Chinese pianist Li Yundi will join the tour. [Photo provided to China Daily]
Chinese pianist teams up with German orchestra Staatskapelle Dresden to round off China tour. Chen Nan reports.
The Staatskapelle Dresden, one of the oldest orchestras in the world, is touring China through Sunday, performing in Shanghai, Beijing, Hangzhou in Zhejiang province and Wuhan in Hubei province.
Under the baton of conductor Alan Gilbert, the former music director of the New York Philharmonic, the orchestra will present Mozart’s Piano Concerto No 23 in A Major, K488 and Richard Strauss’ Symphonia Domestica, Op 53.
The orchestra was founded in 1548, and it has built a unique connection with Strauss and Mozart over its long history.

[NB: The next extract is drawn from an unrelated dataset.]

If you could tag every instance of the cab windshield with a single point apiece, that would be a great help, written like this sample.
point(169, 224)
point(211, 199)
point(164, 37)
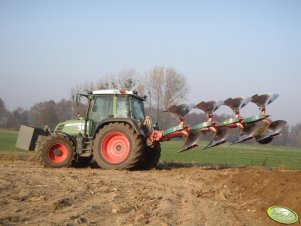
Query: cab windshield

Strauss entrusted the orchestra with nine of his opera premieres, including Salome, Elektra and Der Rosenkavalier, says Jan Nast, general manager of the Staatskapelle Dresden.
“This is one of the reasons why we are bringing one of Strauss’ great tone poems, Symphonia Domestica, to China. It’s a piece that is not performed very often in China, but it is definitely a landmark work inspired by events in Strauss’ own life,” says Nast.
Chinese pianist Li Yundi will join the tour. In the late fall of 2005, he toured with the Staatskapelle Dresden in Germany and performed Liszt’s Piano Concerto No 1.
“I am glad to be performing with the orchestra in my home country, and the piece, Mozart’s Piano Concerto No 23 in A Major, K488, is one of my favorites,” says Li, winner of the Warsaw Chopin Competition in 2000.
“This is the first time I’m working with Alan Gilbert, the great conductor, and I am looking forward to a spark of new inspiration in music.”
According to Wu Jiatong, general manager of Wu Promotion, one of the first private touring companies and promoters in China, the orchestra made its debut show on the Chinese mainland in Beijing in 2000 and the company has been cooperating with the Staatskapelle Dresden since 2011.
The company also organized the first major tour of China by the world-famous Vienna Philharmonic Orchestra in October, which saw 10 concerts in five Chinese cities including Guangzhou, Shenzhen and Nanjing, and attracted audiences of more than 12,000.
“In the past, the Vienna Philharmonic only stopped in Beijing or Shanghai for two to three concerts during their Asia tour. But the ongoing tour means that China has become an important market for international classical music,” Wu says.